In our exercise, the equation \(r = 8 \sin(2\theta)\) gives us a four-petaled rose, describing a symmetry with the number of petals dependent on the argument of the sine function. These petals are distributed evenly around the circle, allowing one to systematically calculate the area of a single petal.
When analyzing rose curves, understanding the symmetrical nature can help simplify calculations, such as when determining the area enclosed by one or multiple petals.

Trigonometric Identities

Trigonometric identities are equations involving trigonometric functions that are true for all values of the involved variables. These are vital in simplifying expressions and solving equations in calculus and trigonometry. A key identity used in this exercise is the Pythagorean identity:

• \(\sin^2(u) + \cos^2(u) = 1\).

Another useful identity is the double angle formula, such as:

• \(\sin^2(u) = \frac{1 - \cos(2u)}{2}\).

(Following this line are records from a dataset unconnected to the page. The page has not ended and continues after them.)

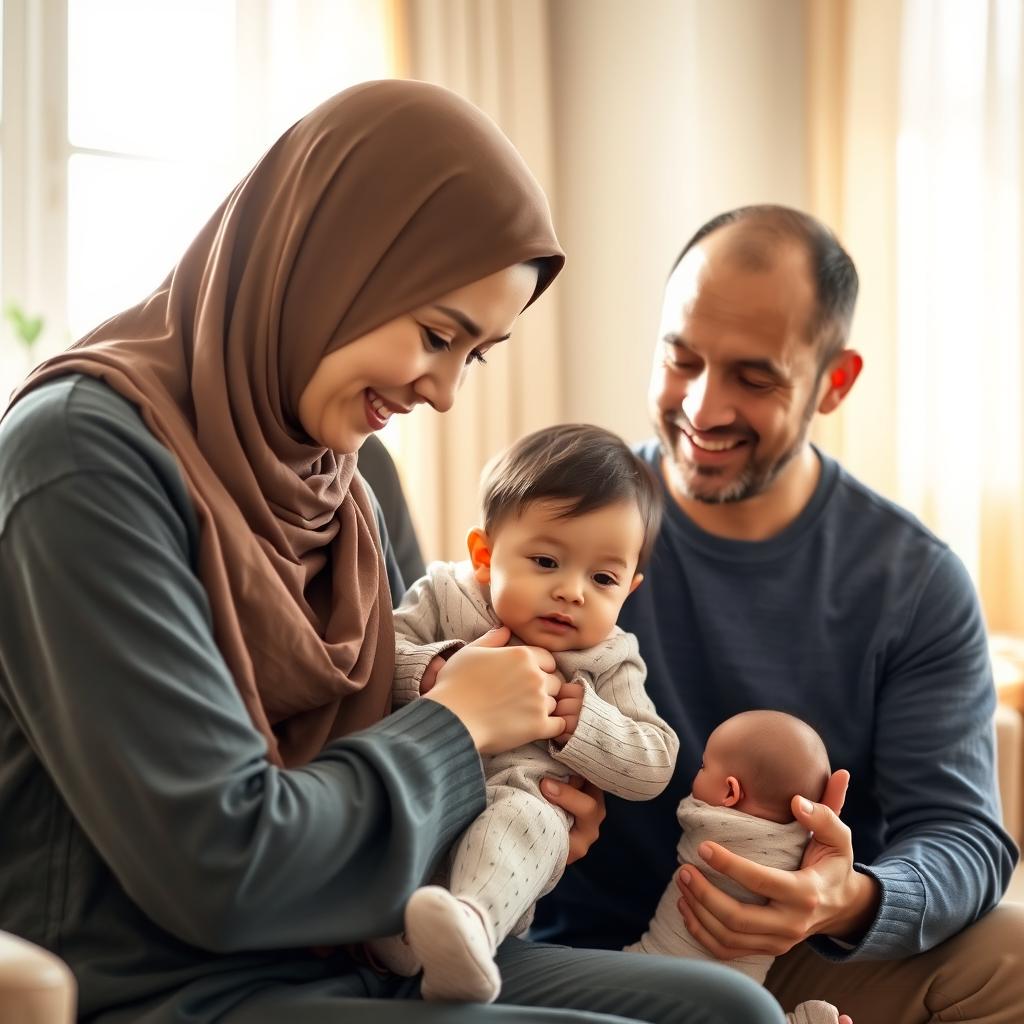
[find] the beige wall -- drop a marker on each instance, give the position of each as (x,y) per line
(666,112)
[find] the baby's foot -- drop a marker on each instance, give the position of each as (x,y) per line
(396,954)
(814,1012)
(451,940)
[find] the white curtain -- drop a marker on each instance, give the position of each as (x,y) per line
(961,235)
(495,53)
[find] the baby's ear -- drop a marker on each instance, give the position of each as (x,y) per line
(733,792)
(479,554)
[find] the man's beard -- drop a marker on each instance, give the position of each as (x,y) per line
(755,478)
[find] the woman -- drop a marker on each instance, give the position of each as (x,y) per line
(198,781)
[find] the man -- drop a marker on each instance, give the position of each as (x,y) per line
(779,581)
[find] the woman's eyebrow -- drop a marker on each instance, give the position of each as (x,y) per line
(472,329)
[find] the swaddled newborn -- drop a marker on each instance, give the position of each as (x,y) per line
(754,764)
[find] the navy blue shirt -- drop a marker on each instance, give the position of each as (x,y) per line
(861,622)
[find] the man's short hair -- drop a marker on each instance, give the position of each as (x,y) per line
(584,466)
(833,272)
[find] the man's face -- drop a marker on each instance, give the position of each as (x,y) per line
(559,582)
(733,386)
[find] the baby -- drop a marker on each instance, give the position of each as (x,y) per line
(569,517)
(754,764)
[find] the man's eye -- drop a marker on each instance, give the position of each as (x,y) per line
(434,342)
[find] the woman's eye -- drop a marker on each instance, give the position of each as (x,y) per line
(434,342)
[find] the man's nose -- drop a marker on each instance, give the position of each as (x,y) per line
(707,402)
(568,587)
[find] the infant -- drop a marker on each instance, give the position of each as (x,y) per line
(754,764)
(569,516)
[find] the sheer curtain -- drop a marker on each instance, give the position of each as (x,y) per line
(914,142)
(495,53)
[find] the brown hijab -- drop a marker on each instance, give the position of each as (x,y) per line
(384,198)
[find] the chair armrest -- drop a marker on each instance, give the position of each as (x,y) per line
(36,987)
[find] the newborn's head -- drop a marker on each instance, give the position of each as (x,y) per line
(758,761)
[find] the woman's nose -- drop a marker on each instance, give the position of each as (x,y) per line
(568,587)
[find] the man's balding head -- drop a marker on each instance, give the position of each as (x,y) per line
(760,236)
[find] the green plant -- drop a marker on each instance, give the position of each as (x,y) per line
(27,329)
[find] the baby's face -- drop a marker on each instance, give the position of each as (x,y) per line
(559,583)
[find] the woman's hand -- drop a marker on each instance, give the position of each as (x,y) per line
(505,696)
(586,803)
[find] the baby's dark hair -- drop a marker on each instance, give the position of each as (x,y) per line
(586,467)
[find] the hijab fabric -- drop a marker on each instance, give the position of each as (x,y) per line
(384,198)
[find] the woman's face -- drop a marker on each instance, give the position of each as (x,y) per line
(419,357)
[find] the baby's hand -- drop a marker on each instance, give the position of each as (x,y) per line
(569,704)
(430,674)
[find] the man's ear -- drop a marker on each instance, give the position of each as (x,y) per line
(479,554)
(733,792)
(839,378)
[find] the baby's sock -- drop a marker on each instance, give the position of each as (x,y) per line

In this context, converting \(\sin^2(2\theta)\) using the identity \(\sin^2(u) = \frac{1 - \cos(2u)}{2}\) simplifies the integral in the area calculation. Recognizing these identities and applying them correctly streamlines solving complex integral problems in polar coordinates.

Area Calculation

Calculating the area enclosed by polar curves involves integrating with respect to \(\theta\) from the polar area formula. The general formula for the area \(A\) is:\[ A = \frac{1}{2} \int (r(\theta))^2 \, d\theta \]For our rose curve \(r = 8 \sin(2\theta)\), we calculate the area of a single petal formed between \(\theta = 0\) and \(\theta = \frac{\pi}{2}\).
Substituting the equation into the formula and simplifying involves:

• Implementing the trigonometric identity to simplify \(\sin^2(2\theta)\).
• Evaluating the definite integral over the range \([0, \frac{\pi}{2}]\).

After simplifying, this results in a straightforward computation of the areas represented by basic trigonometric integrals. The final calculation yields the area of one petal as \(8\pi\). Understanding these steps is critical for similar problems involving symmetric shapes in polar coordinates.